Qu’en est-il du prochain Secrétaire général, doit-il être amazigh ?
(Souriant) Y a-t-il des Marocains qui ne sont pas amazighes, même s’ils ne parlent pas la langue amazighe ? En tout cas, le Mouvement Populaire est un parti national à l’instar des autres partis nationaux. Aucune ethnie n’y est privilégiée par rapport à une autre.
Certes, les premiers fondateurs sont issus des villages et des montagnes et vu sa défense de la langue amazighe, le parti du Mouvement Populaire a été dénommé, à une époque donnée, le « Parti des Amazighs », mais il demeure un parti national et aucune ethnie n’y est privilégiée par rapport à une autre, car tous les Marocains sont égaux. Grâce à Dieu, le Maroc est riche par la diversité de ses affluents linguistiques et culturels, arabe, amazigh, hassani, andalou, africain et autres.
Serez-vous présent dans les structures du parti après le prochain congrès national ?
Non.

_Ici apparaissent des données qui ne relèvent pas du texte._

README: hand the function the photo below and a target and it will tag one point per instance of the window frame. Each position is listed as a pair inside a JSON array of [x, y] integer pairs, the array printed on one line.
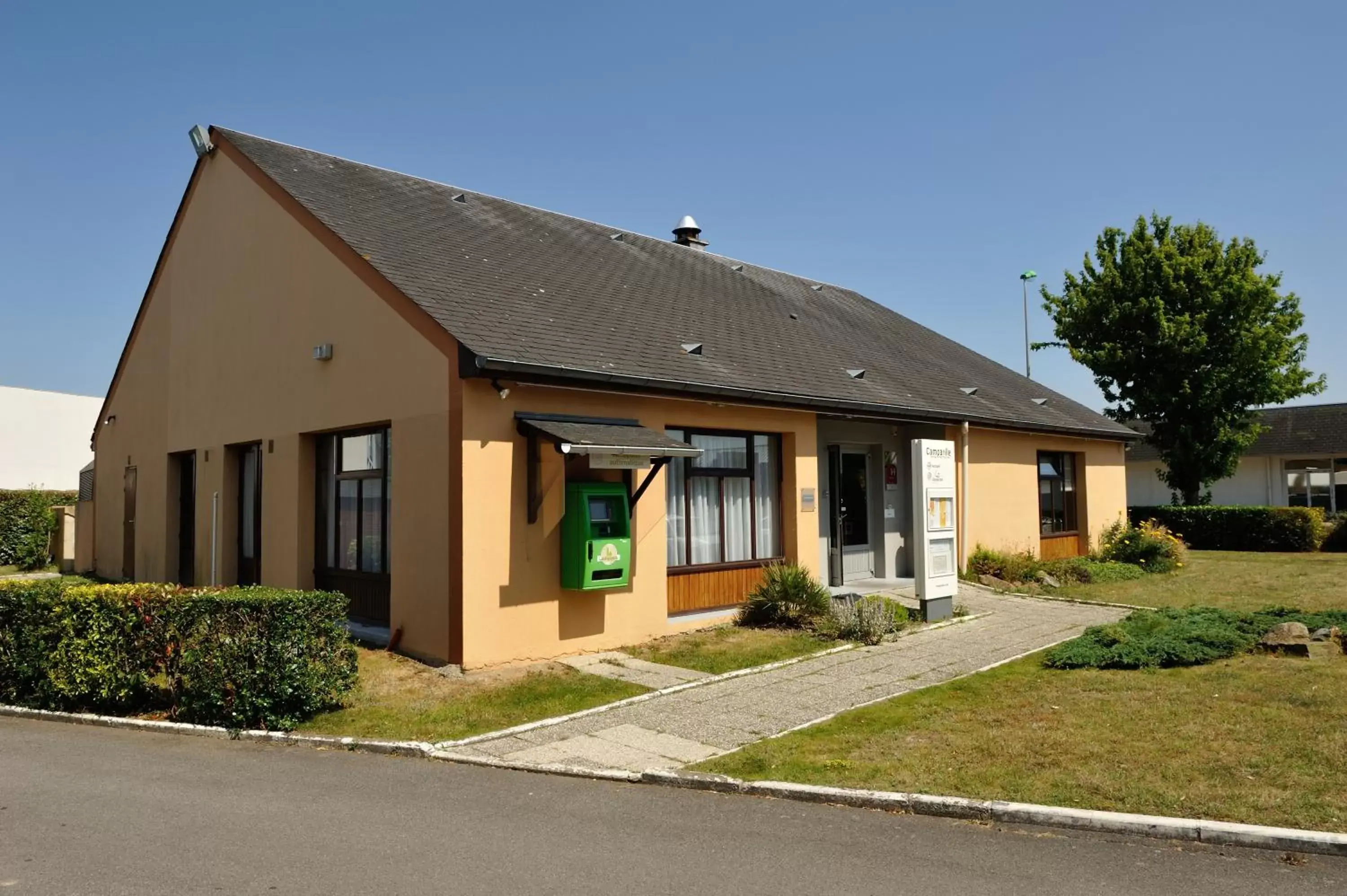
[[330, 505], [722, 474], [1070, 510]]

J’ai consacré plus de 40 ans à l’exercice de l’action politique au sein des structures du parti du Mouvement Populaire. Il est temps, maintenant, pour nous d’ouvrir la voie à ceux qui ont plus de capacités et d’interactivité pour répondre à la nature et aux exigences de l’étape actuelle. A chaque étape ses propres leaders.
J’ai assez usé de mes droits. Je n’oublierai jamais l’étape où j’ai été élu à l’unanimité comme président du Conseil national du parti du Mouvement Populaire
Je n’oublierai pas non plus de nombreuses autres échéances, dont notamment ma nomination au poste de ministre des Transports alors que je suis issu d’une région éloignée, ainsi que mon exercice de nombreuses fonctions.
Quel message pouvez-vous adresser aux militantes et militants harakis à la veille d’une échéance décisive dans le parcours de leur parti ?
La chose essentielle sur laquelle j’insiste toujours est qu’ils placent toujours l’intérêt de la nation devant leurs yeux, en particulier à la lumière du paysage politique et de la conjoncture nationale et mondiale actuels.
Pour que nous soyons effectivement présents et que nous fassions entendre notre voix, nous devons être unis et renforcer la construction de notre parti, en menant une action collective et organisée pour assurer la pérennité du parti et pour qu’il joue son rôle d’encadrement et de formation, tout en veillant à apporter des solutions innovantes et à répondre aux préoccupations et demandes urgentes de l’étape actuelle et ce, au service de l’intérêt de la nation et de la défense des causes des citoyens et citoyennes, et dans la perspective de relever les défis démocratiques et de développement du Royaume.